Setting the Career Path in College: A Tale of Two Choices Five Years Later

College students notoriously have overwhelming schedules. Many balance going to school full time, having part-or full-time employment, living on their own, and maintaining relationships. In the whirlwind of the college lifestyle, students can lose sight of how college should support and propel their career, and instead become only focused on grades and graduation day.

According to a survey of over 1,000 employers, more than half of employers thought it was difficult to find a qualified applicant. The same study also found only 10 percent of employers thought colleges did an “excellent” job at preparing students for a career.1 At a time when college tuition is on the rise and job placement is still on the mend, students need to take advantage of the time and money spent in college. It’s essential that students are invested in their academic studies in their college days, but it’s equally important that they step outside of themselves as a college student and consider what can be done today to help them get where they want to be professionally tomorrow.

Consider the following two graduates.

Josh graduated from college five years ago. Today, he is in an entry-level position at a company he doesn’t plan on staying with long-term. He held another job prior to this one for two years straight out of college that wasn’t the right fit for him either. After having some real-world experience in the workforce, Josh feels he is finding his path. Looking back on his college days, Josh remembers working hard to support himself with part-time wages, going to school full time, and earning good grades. However, he wishes his college education would have given him a jumpstart to his career and helped him identify his personal passions and interests.

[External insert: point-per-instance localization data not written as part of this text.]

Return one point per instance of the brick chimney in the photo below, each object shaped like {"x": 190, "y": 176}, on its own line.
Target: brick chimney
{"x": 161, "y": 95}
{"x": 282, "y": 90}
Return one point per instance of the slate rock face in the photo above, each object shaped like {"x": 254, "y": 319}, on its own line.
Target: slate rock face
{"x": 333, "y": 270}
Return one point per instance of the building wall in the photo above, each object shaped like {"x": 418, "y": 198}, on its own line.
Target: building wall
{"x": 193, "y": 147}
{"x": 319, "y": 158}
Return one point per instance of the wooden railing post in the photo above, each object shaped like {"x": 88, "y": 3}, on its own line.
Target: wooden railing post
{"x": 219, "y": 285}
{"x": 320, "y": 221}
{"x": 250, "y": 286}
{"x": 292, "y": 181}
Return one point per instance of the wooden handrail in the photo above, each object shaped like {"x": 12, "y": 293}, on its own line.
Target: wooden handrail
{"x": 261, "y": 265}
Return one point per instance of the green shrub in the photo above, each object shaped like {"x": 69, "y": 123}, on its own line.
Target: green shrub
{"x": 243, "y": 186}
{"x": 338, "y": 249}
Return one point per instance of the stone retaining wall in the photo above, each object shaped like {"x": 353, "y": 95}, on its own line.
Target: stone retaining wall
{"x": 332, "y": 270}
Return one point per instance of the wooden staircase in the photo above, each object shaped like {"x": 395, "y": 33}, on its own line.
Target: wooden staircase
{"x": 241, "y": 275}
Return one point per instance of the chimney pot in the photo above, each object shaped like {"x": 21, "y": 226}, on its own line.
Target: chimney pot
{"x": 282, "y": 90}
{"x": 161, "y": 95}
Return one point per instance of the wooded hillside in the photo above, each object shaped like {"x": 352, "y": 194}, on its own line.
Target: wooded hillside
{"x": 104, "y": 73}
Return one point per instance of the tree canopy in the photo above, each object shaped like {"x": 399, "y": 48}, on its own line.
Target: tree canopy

Emilio has also been out of college for five years. He landed a job right out of college with his political science degree, and is now making salary as a manager at the company he interned at. In college, he had a part-time job, had a full-time school schedule, and earned good grades. He was excited by his classes to get involved in the field right away and volunteered to campaign in his district for the upcoming election. He also held an internship at the State Capitol his junior year that showed him he didn’t want to work directly with the state or federal government. In his senior year, he got an internship at a nonprofit. They liked that Emilio had had the experience at the State Capitol that showed him he was a better fit for a smaller operation. They also thought it showed great passion and initiative that he volunteered in his district, even though he had a full schedule. The nonprofit offered a full-time position to Emilio after graduation, and he looks forward to growing with the company.

A college degree is increasingly important to be placed in today’s workforce; however, it’s not everything. The reality for students is they must expand beyond a literal mentality in college and ask bigger questions, set loftier goals, and bring something significant to the table. Students have vast opportunities for experiential learning in college, where they can explore, contribute, and make mistakes with some security. New college grads who leave school with practical skills and real knowledge of the workforce hit the ground running and get prepared for a promotion path throughout their career.

1“Employers Say College Graduates Lack Job Skills,” by Lacey Johnson. 5 December 2011. The Chronicle. Accessed on 21 May 2012.